How blind people gain an enhanced sense of hearing
Shortlisted for Guild of Health Writer Award 2016
When the brain is deprived of sight through blindness can it reorganise to respond to hearing instead? Echolocators remain a mystery but are helping many blind people see again.
Exceptional listeners
Some blind people show exceptional hearing: Stevie Wonder, Andrea Bocelli, the Blind Boys of Alabama and Blind Willie Johnson all inspire with their music – and what about the Association of Blind Piano Tuners? And how often have you closed your eyes to gain a deeper enjoyment of a piece of music?
In one survey, blind children were 4000 times more likely to have perfect pitch than sighted children. When input from the eyes is lost, it does seem that hearing can become more acute.
But can we ‘see’ with our ears?
Daniel Kish has been blind since his eyes were removed due to retinoblastoma when he was 13 months old. Yet he can ride a bike, climb trees and walk around town.
He says, “I click over my shoulder. I can still hear the wall of the building. As long as I can hear that, I can find my way back… Then the sounds in front of me take on a softer hue, suggesting there’s a big field of grass ahead”.
Kish is carrying out what is known as echolocation: where sounds are made (usually from the tongue, footsteps or a cane), and the returning echoes tell the sender about the size, position and density of objects in the surrounding environment. It’s a skill that dolphins and bats use to detect prey.
What is Echolocation?
Echolocation was discovered in the 18th century when scientists discovered that blinded bats were able to negotiate obstacle courses until their ear canals were closed with wax.
To what extent humans can learn this skill remains a mystery.

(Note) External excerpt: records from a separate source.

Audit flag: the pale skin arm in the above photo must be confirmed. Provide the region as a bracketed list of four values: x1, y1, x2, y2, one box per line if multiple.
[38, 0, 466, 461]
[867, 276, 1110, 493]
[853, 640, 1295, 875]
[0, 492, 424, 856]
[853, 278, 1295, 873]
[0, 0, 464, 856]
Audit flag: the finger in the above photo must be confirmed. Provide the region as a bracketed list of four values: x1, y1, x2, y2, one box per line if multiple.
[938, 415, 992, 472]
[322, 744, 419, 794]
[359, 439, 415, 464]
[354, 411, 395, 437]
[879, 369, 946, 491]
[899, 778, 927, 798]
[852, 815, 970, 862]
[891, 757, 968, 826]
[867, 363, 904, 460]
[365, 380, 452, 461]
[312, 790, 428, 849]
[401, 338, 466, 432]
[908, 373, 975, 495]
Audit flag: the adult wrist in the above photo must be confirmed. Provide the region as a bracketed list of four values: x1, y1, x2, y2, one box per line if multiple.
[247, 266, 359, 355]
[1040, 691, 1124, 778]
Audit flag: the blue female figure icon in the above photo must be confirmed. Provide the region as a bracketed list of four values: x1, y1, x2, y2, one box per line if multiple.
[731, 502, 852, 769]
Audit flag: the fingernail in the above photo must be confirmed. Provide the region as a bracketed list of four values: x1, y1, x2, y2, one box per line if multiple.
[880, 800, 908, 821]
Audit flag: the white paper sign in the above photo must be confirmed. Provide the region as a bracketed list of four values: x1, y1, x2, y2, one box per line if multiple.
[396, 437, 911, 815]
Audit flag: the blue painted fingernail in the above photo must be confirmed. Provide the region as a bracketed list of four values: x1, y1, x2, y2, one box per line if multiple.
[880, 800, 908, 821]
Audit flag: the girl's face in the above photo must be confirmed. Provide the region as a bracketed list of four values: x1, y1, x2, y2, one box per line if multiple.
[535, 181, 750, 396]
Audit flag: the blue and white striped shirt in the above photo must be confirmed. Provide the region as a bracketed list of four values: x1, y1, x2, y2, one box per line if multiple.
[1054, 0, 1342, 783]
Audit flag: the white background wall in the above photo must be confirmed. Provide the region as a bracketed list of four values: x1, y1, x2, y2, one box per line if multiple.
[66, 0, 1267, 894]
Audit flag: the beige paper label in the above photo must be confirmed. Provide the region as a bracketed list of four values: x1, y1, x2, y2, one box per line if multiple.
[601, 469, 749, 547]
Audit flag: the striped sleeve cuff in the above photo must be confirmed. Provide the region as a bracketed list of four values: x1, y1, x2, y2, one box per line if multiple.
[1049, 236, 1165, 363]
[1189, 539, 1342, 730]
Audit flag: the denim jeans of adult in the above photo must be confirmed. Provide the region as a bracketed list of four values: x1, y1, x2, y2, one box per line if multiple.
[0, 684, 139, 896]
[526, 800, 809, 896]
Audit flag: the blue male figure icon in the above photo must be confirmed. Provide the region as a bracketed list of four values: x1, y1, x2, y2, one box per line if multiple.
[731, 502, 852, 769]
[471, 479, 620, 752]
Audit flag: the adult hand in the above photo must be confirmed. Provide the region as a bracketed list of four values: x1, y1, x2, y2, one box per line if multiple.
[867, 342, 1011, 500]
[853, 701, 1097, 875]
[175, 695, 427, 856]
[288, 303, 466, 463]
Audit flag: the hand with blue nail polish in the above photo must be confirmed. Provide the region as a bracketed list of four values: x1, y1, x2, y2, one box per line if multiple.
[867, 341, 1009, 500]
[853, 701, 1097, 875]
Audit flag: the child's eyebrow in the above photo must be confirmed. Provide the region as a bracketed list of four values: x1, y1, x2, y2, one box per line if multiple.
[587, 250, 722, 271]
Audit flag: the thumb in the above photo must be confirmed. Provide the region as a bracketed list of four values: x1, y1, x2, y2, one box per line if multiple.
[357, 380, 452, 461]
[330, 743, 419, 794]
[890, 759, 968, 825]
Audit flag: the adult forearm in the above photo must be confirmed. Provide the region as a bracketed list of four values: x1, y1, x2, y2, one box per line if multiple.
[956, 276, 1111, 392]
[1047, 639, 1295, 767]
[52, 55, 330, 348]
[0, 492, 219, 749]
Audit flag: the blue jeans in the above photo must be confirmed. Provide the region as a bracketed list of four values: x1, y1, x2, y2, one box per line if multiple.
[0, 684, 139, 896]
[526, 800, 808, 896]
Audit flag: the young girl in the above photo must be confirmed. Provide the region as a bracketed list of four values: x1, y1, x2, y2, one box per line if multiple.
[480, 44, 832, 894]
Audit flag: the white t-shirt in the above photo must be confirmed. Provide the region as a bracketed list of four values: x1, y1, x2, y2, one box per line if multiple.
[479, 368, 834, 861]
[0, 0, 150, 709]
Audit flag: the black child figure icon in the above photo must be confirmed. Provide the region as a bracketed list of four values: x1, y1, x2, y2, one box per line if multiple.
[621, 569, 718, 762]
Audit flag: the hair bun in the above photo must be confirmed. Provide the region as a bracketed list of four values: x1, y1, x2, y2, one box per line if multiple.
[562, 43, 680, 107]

Kish started echolocating of his own accord when he was 2 years old. Others undergo intensive training (Kish teaches this skill worldwide through his organisation, “World Access for the Blind”).
Blind people seem to learn echolocation more readily than sighted people
This is because more than 30% of the surface (cortex) of the brain is used for vision. But in blind people this area is unused, and so available for rewiring to respond to sound.
The best echolocators seem to be those who lose their sight early in life, when their visual cortex has hardly been used so is freely available to be used for hearing.
MRI scans have indeed shown that the visual cortex is used in blind echolocation, but other brain areas used when sighted people echolocate. Interestingly, in blind people other brain areas also seem to be involved to give more information about the object such as texture and movement.
So the brain really does seem to rewire for sound. It can also rewire for touch (thus helping Braille reading) and for visual memories (strengthening the ‘mind’s eye’). The brain is a lot less hard-wired than a computer.
Optical illusions?
Our eyes can be tricked; so can the echolocating brain.
Scientists recently showed that when confronted with identical weights in different sized boxes, echolocators wrongly deemed the bigger boxes to be lighter.
Echolocation also lacks colour information. Nevertheless, it opens the world to some blind people.